Quizá quepa observar con menos engolamiento pero mayor exactitud la poetisa debió escribir «sentimiento» en vez de pensamiento, (fue genial por su capacidad para sentir pero no por su capacidad para pensar)21.


Esta recepción nos hace retornar a la inteligente pregunta de Virginia Woolf: «Who shall measure the heat and violence of the poet's heart when caught and tangled in a woman's body?»22. Esta práctica marginalizante del discurso crítico plantea una serie de problemas para la crítica feminista, que viene realizando «una labor resemantizadora y sobre todo revaloradora... frente a las tácticas excluyentes del discurso hegemónico»23. Para continuar con esta práctica de resemantización y revaloración propuesta por Kemy Oyarzún, hay que tener en cuenta adicionalmente que:

Leer las prácticas femeninas (literarias o no) más allá de lo sintomático es empezar a trabajar con la mujer como sujeto plural y autogestionador (mujer-persona). Ver solamente sus vacíos, interrupciones, ausencias y carencias es ver aún con los ojos de Edipo, para quien la mujer será siempre Echo (reproductora de las voces de Narciso)24.

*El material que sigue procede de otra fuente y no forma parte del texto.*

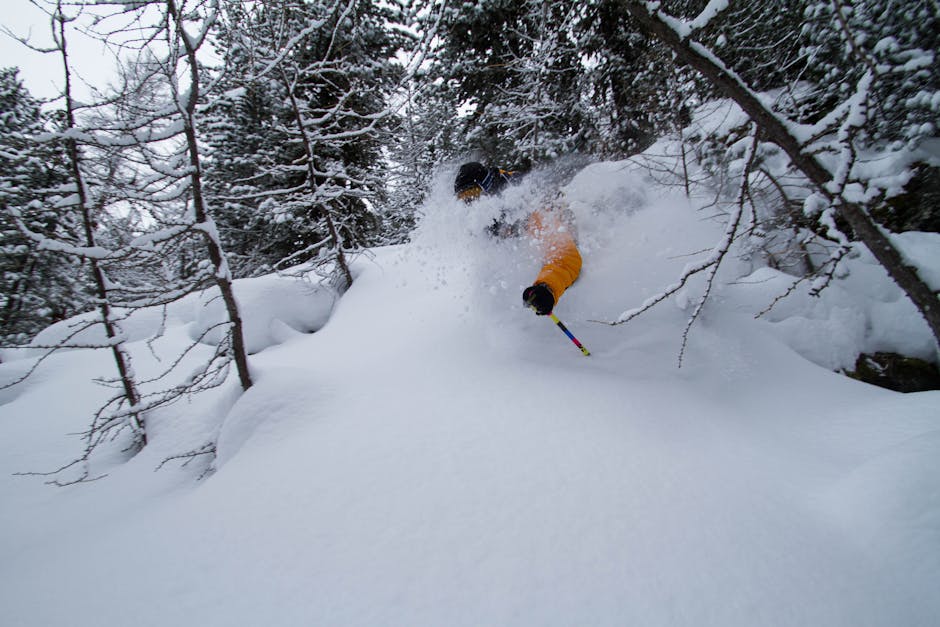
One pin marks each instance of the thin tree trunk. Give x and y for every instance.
(222, 273)
(121, 358)
(923, 297)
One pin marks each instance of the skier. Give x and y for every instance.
(552, 227)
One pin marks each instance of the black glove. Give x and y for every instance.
(540, 298)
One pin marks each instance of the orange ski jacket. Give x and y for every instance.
(561, 259)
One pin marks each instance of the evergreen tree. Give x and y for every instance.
(515, 69)
(309, 83)
(36, 288)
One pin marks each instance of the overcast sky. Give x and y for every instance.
(42, 73)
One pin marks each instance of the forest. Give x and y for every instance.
(243, 138)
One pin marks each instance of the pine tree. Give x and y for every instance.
(311, 82)
(516, 70)
(36, 288)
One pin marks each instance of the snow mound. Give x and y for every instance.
(273, 310)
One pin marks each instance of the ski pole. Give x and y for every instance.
(561, 326)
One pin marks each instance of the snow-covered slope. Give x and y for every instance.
(437, 455)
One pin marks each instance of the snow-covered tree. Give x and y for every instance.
(853, 135)
(36, 288)
(324, 72)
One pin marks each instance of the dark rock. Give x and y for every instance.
(896, 372)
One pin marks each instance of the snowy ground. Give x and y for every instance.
(437, 455)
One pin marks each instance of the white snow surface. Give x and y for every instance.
(435, 454)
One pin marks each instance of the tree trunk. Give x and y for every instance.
(862, 224)
(223, 277)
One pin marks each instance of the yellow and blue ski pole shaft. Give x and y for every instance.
(568, 333)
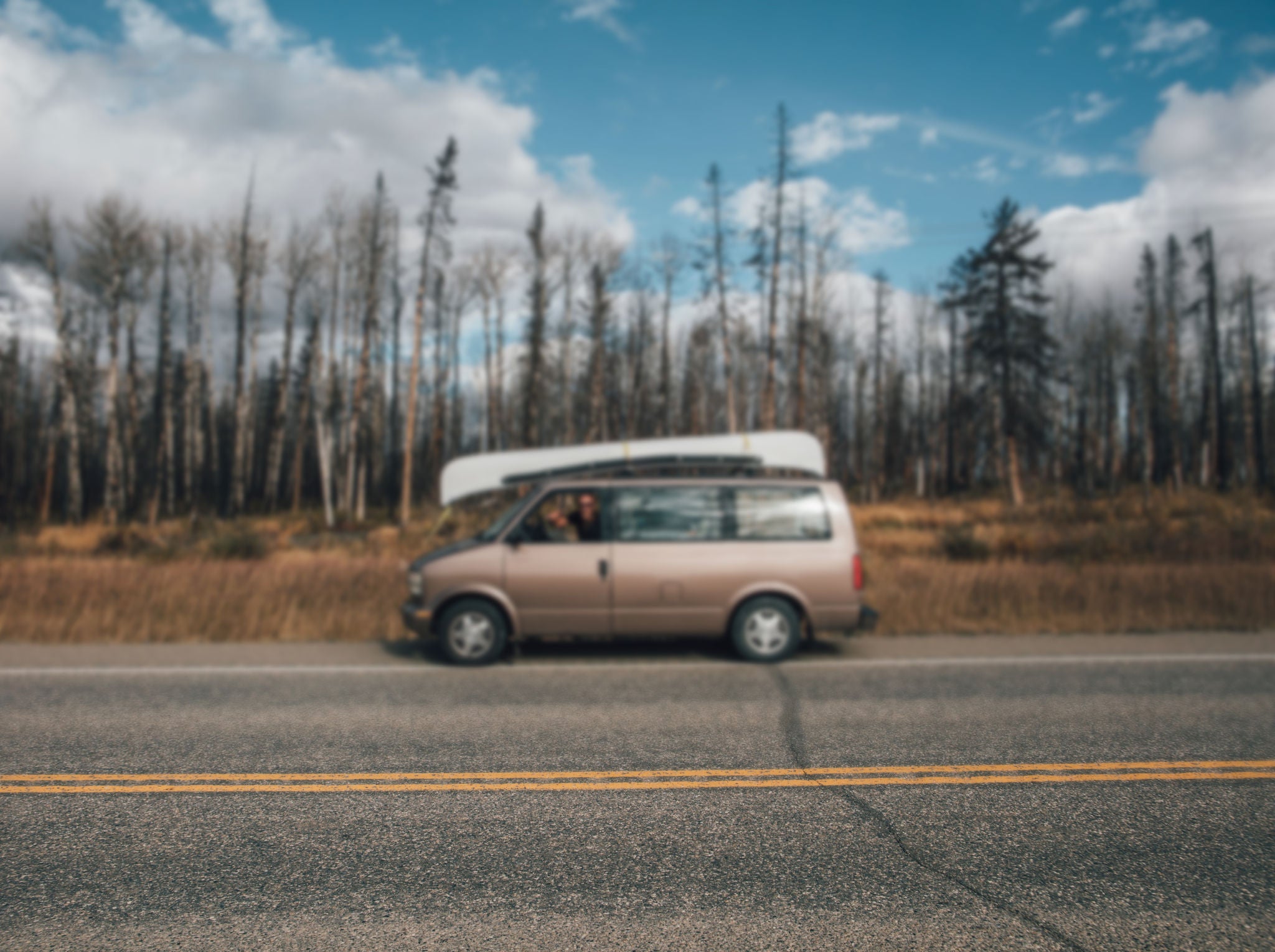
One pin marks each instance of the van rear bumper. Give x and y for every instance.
(417, 617)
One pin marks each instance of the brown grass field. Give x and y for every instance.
(1122, 565)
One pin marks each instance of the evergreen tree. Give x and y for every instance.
(1007, 337)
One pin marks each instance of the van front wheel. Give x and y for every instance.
(472, 631)
(765, 630)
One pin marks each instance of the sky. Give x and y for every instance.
(1114, 121)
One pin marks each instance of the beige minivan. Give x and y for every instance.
(763, 561)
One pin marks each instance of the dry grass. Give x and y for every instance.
(288, 598)
(355, 598)
(928, 595)
(1121, 563)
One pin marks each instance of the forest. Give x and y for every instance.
(158, 397)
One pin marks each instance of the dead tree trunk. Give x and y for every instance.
(769, 392)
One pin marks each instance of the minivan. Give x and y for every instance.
(763, 561)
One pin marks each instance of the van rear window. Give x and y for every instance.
(781, 512)
(671, 514)
(709, 514)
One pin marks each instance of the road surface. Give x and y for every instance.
(961, 793)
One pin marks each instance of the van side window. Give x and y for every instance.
(781, 512)
(565, 516)
(671, 514)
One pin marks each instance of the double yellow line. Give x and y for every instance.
(961, 774)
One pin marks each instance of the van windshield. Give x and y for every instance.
(502, 521)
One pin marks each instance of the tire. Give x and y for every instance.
(765, 629)
(472, 631)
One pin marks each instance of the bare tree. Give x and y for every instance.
(240, 252)
(539, 303)
(605, 264)
(435, 222)
(670, 260)
(113, 245)
(769, 392)
(374, 273)
(494, 264)
(1215, 397)
(299, 262)
(720, 291)
(1172, 360)
(39, 245)
(165, 481)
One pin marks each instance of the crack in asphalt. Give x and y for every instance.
(794, 737)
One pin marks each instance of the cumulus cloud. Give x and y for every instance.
(1160, 35)
(829, 134)
(1209, 159)
(1164, 42)
(1093, 107)
(176, 120)
(1070, 22)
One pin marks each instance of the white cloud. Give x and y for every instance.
(1094, 107)
(1164, 44)
(860, 225)
(1209, 159)
(829, 134)
(602, 14)
(1129, 7)
(1070, 22)
(175, 120)
(1068, 166)
(986, 170)
(1160, 35)
(690, 207)
(249, 24)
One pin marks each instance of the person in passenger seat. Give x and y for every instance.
(587, 519)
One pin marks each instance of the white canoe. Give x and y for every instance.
(487, 472)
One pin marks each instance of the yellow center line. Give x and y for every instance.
(642, 779)
(651, 774)
(649, 784)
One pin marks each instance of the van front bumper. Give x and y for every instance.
(417, 617)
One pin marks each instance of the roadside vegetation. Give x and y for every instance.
(1122, 563)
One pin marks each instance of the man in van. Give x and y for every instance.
(586, 518)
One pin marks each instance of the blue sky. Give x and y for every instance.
(656, 91)
(911, 119)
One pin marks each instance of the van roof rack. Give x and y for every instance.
(776, 450)
(633, 466)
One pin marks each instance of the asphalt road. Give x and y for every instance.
(829, 822)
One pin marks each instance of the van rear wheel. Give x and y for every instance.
(473, 631)
(765, 629)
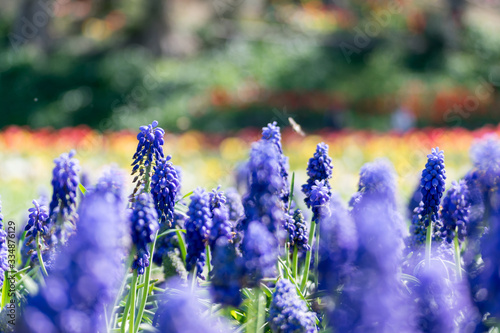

Oyarzún nos está abriendo una vía de acceso más esclarecedora para la crítica literaria que reflexiona sobre la especificidad de la literatura femenina. Lo estimulante de su pensamiento reside en las implicaciones de su propuesta: «trabajar con la mujer como sujeto plural y auto-gestionador (mujer-persona)». Por ello también es que retoma la tan conocida reflexión de Virginia Woolf acerca del espacio que requiere la escritura: A Room of One's Own, para identificar un concepto capital de una teoría de expresión femenina, en la cual el valor del espacio para la mujer tiene doble significado, espacio vital, temporal y concreto para la realización de la tarea, y espacio en la literatura donde se inscribe su sistema expresivo desde el imaginario femenino:

crear «cuartos» para la mujer es asumir la capacidad generadora y transformadora que como personas tenemos; sobre todo si por «cuartos» entendemos también signos, discursos, prácticas, instituciones. Frente a lo hegemónico, una actitud productiva: resemantizar los textos usurpados, reapropiarse de los espacios allanados. Sobre todo no internalizar la marginalización25.


Resemantización de los textos usurpados y reapropiación de los espacios allanados es una tarea de la crítica feminista, cuyo punto de partida está localizado en un proceso hermenéutico que ausculta las entrelíneas del discurso crítico masculino, del modernismo en el caso que aquí he mostrado, para identificar, por una parte, los criterios marginalizadores y/o excluyentes, semejantes a los que he revisado arriba, y por otra, poner en marcha el proceso de reapropiación de los espacios allanados por la crítica falocéntrica para abrir el espacio crítico que, de hecho, la literatura femenina ha construido para sí en la cultura literaria hispanoamericana, pero que ha sido pobremente representada en su historiografía, para «no internalizar la marginalización»26.